The present disclosure relates to antibody medicament field, in particular to an antibody composition for immunotyping of a myeloid tumor and use thereof.

BACKGROUND ART

Acute and chronic myeloid neoplasms account for a large part of haematological/lymphatic neoplasms. According to the 2017 World Health Organization (WHO) Classification of Tumors of Haematopoietic and Lymphoid Tissues, acute myeloid neoplasms are classified into acute myeloid leukaemia (AML) and related myeloid precursor neoplasms, which are divided into seven main categories as shown in Table 1. As can be seen from the WHO classification, the diagnosis of haematological/lymphatic neoplasms highlights the importance of morphological/pathological, immunotyping, cytogenetic and molecular (MICI) testing.

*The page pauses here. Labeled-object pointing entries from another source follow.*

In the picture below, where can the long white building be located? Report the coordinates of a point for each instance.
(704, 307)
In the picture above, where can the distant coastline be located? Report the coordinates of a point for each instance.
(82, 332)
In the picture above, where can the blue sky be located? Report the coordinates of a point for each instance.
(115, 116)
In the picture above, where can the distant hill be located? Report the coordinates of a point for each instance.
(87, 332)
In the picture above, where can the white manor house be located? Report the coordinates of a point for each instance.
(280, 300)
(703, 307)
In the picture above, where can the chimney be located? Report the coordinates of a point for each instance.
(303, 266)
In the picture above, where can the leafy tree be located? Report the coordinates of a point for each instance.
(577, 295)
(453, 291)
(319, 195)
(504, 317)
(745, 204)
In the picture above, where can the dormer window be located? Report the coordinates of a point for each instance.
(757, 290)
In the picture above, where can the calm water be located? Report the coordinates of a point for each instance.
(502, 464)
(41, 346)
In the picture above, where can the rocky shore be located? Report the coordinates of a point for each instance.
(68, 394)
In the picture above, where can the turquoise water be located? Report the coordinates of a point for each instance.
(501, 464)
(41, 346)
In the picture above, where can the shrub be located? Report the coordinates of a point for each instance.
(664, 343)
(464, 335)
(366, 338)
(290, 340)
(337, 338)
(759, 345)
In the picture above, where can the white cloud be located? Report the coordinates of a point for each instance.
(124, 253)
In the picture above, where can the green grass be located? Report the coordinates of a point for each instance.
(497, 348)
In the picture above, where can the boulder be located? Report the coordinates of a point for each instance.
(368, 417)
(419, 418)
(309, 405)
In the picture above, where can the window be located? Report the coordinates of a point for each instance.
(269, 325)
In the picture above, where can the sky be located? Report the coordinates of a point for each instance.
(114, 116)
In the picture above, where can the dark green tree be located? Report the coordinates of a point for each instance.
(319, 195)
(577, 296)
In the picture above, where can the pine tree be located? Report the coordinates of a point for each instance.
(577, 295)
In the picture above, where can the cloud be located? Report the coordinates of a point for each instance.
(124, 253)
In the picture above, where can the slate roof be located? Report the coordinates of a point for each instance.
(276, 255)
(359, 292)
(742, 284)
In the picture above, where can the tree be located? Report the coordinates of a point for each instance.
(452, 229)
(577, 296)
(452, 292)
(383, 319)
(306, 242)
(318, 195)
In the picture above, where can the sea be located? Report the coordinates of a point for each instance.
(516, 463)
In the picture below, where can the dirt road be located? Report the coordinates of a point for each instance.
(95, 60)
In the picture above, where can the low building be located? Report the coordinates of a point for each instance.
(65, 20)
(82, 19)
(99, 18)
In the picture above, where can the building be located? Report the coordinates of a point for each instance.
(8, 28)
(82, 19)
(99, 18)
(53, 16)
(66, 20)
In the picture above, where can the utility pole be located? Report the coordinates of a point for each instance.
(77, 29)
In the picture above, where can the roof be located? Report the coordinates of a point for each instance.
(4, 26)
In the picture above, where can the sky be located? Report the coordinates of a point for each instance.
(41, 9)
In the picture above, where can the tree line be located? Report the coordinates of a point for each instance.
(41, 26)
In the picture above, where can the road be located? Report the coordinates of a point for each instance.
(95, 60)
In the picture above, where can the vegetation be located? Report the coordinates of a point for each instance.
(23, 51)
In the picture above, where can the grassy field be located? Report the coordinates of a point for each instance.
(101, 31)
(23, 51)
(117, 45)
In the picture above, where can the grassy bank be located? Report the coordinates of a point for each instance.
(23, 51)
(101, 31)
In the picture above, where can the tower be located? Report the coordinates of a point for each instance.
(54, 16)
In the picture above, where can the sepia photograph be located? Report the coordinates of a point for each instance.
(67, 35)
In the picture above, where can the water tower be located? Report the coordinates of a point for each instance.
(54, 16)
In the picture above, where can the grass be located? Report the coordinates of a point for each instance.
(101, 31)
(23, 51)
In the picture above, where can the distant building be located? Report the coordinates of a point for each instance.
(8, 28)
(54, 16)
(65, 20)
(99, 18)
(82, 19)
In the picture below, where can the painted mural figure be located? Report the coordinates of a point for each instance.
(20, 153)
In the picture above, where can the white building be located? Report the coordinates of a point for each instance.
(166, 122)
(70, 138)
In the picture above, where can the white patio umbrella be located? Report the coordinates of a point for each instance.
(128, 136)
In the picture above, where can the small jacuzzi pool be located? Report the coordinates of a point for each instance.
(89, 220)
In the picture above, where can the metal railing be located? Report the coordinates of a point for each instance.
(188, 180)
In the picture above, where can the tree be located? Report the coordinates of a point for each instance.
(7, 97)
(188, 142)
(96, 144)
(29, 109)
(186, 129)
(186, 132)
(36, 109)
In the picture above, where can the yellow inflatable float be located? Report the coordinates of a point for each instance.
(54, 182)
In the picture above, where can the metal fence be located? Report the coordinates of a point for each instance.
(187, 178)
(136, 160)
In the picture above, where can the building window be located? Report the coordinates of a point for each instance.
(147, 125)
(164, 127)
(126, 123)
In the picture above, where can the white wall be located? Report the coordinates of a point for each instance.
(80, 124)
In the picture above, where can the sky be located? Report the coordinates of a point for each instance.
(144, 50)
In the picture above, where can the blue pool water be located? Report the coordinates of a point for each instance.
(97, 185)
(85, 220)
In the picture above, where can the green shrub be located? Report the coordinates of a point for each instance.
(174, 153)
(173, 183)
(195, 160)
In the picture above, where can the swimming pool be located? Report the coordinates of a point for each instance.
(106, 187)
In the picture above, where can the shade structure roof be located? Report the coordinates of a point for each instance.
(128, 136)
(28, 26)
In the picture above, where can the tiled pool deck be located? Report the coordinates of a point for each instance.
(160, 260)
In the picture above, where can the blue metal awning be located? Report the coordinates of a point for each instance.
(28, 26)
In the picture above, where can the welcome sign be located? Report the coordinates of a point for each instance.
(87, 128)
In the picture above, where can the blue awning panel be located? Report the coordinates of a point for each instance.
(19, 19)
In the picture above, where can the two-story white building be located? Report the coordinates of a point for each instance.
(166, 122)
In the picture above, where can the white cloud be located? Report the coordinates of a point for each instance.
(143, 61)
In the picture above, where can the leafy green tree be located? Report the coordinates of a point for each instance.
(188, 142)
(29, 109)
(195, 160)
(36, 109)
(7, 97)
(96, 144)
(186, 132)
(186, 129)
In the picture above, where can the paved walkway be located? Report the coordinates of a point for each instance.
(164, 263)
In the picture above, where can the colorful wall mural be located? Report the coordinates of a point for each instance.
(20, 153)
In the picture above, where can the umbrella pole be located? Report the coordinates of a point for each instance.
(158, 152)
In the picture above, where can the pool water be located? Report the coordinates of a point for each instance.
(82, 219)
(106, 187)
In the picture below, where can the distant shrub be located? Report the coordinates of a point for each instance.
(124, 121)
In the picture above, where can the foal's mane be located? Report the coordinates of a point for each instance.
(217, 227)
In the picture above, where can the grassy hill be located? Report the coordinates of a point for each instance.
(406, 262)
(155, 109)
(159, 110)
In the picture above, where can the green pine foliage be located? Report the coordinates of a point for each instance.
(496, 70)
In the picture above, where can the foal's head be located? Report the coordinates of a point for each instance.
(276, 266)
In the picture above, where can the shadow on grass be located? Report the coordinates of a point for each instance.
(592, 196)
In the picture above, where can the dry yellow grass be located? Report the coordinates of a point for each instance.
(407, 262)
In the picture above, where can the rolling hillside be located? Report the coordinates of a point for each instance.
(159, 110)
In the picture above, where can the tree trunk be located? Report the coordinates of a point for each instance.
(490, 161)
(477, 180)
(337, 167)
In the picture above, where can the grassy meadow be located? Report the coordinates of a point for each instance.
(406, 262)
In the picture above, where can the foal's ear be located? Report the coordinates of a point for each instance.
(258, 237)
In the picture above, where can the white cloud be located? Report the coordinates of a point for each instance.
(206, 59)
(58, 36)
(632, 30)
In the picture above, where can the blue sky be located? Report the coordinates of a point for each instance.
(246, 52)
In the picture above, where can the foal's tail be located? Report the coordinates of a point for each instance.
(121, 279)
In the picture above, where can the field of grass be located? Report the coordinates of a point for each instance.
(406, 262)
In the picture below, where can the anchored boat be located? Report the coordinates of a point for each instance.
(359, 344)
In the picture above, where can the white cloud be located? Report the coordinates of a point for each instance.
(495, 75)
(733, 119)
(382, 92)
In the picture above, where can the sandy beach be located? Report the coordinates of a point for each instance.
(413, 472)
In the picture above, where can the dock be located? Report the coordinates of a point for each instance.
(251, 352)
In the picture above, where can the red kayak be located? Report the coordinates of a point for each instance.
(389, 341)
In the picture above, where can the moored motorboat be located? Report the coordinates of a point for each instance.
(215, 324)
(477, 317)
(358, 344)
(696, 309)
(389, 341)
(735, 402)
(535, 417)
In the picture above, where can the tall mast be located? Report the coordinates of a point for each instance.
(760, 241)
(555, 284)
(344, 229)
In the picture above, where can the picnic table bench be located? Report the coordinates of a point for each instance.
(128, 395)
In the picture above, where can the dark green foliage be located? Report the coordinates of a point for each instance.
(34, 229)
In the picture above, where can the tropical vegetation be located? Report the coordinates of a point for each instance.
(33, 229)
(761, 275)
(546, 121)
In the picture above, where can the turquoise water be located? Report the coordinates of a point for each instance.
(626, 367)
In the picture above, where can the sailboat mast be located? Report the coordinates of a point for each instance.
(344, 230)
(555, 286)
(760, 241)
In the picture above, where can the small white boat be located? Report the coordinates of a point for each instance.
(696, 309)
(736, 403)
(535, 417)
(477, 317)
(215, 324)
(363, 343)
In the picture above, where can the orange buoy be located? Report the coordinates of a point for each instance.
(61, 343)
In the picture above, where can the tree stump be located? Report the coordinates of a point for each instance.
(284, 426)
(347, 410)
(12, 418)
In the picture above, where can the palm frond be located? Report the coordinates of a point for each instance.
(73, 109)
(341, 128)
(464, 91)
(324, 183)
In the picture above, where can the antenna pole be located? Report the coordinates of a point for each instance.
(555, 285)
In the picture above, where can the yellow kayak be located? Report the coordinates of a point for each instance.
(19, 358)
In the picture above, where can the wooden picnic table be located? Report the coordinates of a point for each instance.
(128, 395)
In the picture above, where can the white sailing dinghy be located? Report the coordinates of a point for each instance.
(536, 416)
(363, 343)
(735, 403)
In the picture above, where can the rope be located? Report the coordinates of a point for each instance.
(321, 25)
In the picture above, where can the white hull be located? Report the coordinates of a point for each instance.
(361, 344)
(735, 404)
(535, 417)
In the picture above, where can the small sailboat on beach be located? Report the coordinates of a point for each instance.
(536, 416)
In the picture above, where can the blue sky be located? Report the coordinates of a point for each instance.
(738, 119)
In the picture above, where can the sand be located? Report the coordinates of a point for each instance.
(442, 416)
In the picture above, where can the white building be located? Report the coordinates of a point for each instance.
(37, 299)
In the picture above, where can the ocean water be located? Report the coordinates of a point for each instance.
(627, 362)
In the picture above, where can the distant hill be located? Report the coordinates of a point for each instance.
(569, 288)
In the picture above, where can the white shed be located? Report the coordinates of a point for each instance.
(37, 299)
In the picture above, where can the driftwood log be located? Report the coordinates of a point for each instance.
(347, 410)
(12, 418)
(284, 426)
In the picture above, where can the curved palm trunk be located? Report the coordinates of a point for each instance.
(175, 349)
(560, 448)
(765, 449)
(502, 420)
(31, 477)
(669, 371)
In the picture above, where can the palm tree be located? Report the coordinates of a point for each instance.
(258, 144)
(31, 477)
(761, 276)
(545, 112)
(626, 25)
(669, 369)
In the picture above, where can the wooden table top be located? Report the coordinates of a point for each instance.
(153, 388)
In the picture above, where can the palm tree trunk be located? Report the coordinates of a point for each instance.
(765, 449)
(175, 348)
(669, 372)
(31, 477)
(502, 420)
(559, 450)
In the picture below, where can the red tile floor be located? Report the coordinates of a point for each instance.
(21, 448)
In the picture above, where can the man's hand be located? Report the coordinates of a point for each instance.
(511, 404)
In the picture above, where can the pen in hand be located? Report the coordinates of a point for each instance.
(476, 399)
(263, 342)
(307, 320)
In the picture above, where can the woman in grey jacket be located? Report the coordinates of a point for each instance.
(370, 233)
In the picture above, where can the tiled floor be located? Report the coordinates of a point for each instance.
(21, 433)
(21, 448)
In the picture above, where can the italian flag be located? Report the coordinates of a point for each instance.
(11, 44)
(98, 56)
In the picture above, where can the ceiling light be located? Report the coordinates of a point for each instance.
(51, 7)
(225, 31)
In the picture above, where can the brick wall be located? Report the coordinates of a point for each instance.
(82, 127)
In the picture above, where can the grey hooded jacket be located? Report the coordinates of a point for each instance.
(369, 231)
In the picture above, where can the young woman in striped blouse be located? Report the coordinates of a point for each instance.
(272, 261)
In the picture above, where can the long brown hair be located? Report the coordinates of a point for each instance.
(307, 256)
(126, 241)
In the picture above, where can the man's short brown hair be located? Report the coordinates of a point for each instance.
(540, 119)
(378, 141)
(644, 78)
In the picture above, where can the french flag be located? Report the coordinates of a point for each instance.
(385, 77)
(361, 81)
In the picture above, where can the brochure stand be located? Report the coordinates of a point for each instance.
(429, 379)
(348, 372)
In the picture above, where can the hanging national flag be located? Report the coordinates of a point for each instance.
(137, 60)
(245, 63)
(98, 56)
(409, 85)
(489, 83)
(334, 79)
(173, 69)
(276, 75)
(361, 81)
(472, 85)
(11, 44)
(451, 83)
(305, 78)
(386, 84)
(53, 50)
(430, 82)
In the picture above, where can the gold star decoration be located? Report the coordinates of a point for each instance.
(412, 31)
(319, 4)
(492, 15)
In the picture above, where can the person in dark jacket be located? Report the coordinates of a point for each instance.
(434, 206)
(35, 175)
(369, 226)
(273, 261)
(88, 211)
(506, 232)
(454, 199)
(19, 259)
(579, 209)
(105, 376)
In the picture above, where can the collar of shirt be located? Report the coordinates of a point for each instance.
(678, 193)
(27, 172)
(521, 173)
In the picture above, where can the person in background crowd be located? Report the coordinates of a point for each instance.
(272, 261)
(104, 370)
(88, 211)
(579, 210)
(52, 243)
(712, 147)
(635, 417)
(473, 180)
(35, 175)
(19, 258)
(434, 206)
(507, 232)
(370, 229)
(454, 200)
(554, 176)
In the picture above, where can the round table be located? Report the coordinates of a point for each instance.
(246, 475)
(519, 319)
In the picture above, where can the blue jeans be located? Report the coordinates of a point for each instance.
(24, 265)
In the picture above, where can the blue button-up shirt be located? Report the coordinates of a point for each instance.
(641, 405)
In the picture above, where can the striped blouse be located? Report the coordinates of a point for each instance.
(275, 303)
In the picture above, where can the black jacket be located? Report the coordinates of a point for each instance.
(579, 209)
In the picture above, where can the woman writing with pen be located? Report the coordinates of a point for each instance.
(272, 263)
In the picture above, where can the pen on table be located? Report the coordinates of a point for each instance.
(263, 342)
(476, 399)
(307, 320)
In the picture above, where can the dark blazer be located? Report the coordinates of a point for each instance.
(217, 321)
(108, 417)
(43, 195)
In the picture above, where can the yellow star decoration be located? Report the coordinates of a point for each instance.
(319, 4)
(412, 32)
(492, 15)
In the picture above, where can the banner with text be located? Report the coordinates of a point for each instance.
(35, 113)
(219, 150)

In the classification of AML, the first category, AML with recurrent genetic abnormalities, is based on cytogenetics and genes as the final diagnostic basis. However, some of these subtypes have characteristic immunophenotypes that allow a general inference as to which genetically abnormal leukaemia they belong to. The second category, AML with myelodysplasia (MDS)-related changes, requires morphology or pathology to determine MDS haematopoietic dysplasia features; the fifth category, myeloid sarcoma, is a mass that forms outside the bone marrow, consists of mature or immature myeloid cells and requires pathological examination of tissue sections. The fourth category, therapy-related AML, and the sixth category, myeloid proliferations associated with Down syndrome are diagnosed by firstly identifying AML and then combining the identification with the medical history. These categories of AML all require immunotyping to help determine the myeloid origin and acute stage of differentiation, and the final MICM diagnosis is then determined in conjunction with the characteristics described above on the basis of AML diagnosis. The determination of AML is not possible without immunotyping. In addition to these categories, immunotyping plays a key role in the fourth-category, AML not otherwise specified (NOS) and the seventh-category blastic plasmacytoid dendritic cell neoplasm (BPDCN), based on which diagnosis is made.

TABLE 1

2017 WHO classification of

tumors of AML and related precursor neoplasms

1. AML with recurrent genetic abnormalities

AML with t(8;21)(q22;q22); RUNX1-RUNX1T1

AML with inv(16)(p13;q22) or t(16;16)(p13;q11); CBFβ-MYH11

Acute promyelocytic leukaemia (APL) with t(15;17)(q22;q12); PML-RARα

AML with t(9;11)(p22;q23); MLL3-MLL

AML with t(6;9)(p23;q34); DEK-NUP214

AML with inv(3)(q11q26.2) or t(3;3)(q21;q26.2); GATA2.MECOM

AML (megakaryoblastic) with t(1;22) (p13;q13); RBM15-MKL1

Temporary classification: AML with BCR-ABL

AML with mutated NPM1

AML with biallelic mutation of CEBPA

Temporary classification: AML with mutated RUNXI

2. AML with myelodysplasia (MDS)-related changes

3. Therapy-related myeloid neoplasms

4. AML, not otherwise specified (NOS)

AML with minimal differentiation (M0)

AML without maturation (M1)

AML with maturation (M2)

Acute myelomonocytic leukaemia (M4)

Acute monoblastic and monocytic leukaemia (M5)

Pure erythroid leukaemia

Acute megakaryoblastic leukaemia (M7)

Acute basophilic leukaemia

Acute panmyelosis with myelofibrosis

5. Myeloid sarcoma

6. Myeloid proliferations associated with Down syndrome

Transient abnormal myelopoiesis associated with Down syndrome

Myeloid leukaemia associated with Down syndrome

7. Blastic plasmacytoid dendritic cell neoplasm (BPDCN)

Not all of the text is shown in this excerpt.